Because it is a thinner slab than solid slab granite, modular granite can be cut with ordinary wet saws and drilling tools. It is laid onto a plywood or cement board substrate with the same thin-set adhesives used for ceramic tile.

Modular granite typically arrives pre-sealed—you won't need to apply a sealer to the countertop, as you do with a solid slab.

Cons

At this time, the main drawback of modular granite is that it is no longer available.

When modular granite is available, it would have the following drawbacks:

If properly installed, modular granite countertops will perform just as well as slab granite, but be aware that this is a thinner stone product that may be susceptible to cracking if you don't handle it carefully. And a modular granite countertop does not really look like a solid slab countertop—the front-to-back seams spaced every 12 inches will be quite visible.

Your style options are also limited with modular granite. Unlike full slabs, which can be hand-selected from a vast variety of granite options at a stone yard, the colors and styles available with modular granite are limited to those packaged by manufacturers. Custom edges are not possible—most modular granite uses a simple bullnose front edge.

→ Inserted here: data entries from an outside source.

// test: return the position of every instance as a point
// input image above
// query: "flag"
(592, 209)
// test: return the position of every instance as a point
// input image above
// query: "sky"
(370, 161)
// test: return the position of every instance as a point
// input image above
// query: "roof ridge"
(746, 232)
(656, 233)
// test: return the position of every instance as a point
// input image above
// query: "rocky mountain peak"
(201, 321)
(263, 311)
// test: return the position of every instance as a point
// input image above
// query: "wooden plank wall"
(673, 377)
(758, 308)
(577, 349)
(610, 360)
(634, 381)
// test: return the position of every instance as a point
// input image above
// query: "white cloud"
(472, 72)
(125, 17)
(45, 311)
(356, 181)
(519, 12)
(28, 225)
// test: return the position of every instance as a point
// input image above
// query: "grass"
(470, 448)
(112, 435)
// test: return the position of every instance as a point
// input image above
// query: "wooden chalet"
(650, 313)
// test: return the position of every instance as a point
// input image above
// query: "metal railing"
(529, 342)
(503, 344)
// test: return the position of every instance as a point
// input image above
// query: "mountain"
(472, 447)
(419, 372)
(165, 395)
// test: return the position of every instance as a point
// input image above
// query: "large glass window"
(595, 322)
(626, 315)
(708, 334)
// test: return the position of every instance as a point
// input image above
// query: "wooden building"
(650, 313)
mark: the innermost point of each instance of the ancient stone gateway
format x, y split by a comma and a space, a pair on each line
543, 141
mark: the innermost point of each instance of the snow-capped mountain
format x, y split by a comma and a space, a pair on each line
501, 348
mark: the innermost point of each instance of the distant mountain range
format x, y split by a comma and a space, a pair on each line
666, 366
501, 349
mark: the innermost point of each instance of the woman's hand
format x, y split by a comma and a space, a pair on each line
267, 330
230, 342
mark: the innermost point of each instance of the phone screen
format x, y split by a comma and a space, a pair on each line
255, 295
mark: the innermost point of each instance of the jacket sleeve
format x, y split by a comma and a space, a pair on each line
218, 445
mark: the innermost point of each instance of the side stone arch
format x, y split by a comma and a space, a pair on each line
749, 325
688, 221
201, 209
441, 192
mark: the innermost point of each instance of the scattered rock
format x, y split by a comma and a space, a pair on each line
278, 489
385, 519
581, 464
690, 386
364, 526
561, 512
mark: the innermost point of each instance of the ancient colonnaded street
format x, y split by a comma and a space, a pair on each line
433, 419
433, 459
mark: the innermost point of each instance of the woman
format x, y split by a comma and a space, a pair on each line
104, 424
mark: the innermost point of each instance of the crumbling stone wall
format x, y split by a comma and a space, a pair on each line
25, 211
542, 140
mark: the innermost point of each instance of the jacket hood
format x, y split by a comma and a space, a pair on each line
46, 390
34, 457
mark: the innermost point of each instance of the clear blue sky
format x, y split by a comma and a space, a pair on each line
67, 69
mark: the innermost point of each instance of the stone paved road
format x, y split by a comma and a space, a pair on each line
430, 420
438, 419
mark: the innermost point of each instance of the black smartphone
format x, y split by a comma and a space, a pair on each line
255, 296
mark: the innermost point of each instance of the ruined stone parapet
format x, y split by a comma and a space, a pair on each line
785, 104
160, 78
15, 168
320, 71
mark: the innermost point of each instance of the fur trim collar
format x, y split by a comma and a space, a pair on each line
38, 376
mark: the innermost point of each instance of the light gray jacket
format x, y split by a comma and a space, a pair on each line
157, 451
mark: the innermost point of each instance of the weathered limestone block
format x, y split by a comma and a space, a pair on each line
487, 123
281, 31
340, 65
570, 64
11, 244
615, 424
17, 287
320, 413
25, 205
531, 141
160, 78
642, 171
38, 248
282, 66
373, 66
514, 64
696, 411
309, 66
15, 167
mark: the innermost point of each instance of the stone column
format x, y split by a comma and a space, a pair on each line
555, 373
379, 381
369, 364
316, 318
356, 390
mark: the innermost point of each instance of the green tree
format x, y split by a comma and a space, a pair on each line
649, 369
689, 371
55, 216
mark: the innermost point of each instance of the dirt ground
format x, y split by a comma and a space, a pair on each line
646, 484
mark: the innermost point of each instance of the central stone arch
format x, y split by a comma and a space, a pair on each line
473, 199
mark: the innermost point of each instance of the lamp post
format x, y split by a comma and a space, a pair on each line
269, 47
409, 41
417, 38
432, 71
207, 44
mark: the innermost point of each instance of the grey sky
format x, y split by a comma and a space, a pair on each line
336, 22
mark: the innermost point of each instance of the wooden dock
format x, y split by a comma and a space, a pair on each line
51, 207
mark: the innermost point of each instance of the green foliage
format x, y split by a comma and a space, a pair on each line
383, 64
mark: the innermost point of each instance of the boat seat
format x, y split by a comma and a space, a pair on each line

Nor does a modular granite countertop have the same resale value as solid slab countertops. While they will look more attractive than tile countertops, modular granite countertops still have seams that need to be grouted, and they will not give a kitchen the same feeling of luxury that comes with solid granite.

DIY Installation

The main advantage of modular granite is that it is DIY-friendly. Anyone with experience and good skills in laying ceramic tile should be able to successfully install modular granite.

Tools required include a wet saw with granite-cutting blade, jigsaw, drill with granite bits, straightedge, trowel, tri-square, and level. Countertop bases are usually constructed with 1/2-inch or 5/8-inch plywood covered with a waterproof underlayment—a membrane or cement board.

Bottom Line

When available, modular granite is a viable option if you want to save money on a genuine granite countertop.

While modular granite does not eliminate all the seams found with tile countertops, it does offer easier maintenance than granite tile, and is fairly easy for a DIYer to install. But for a true luxury countertop, solid granite slabs are still the champion.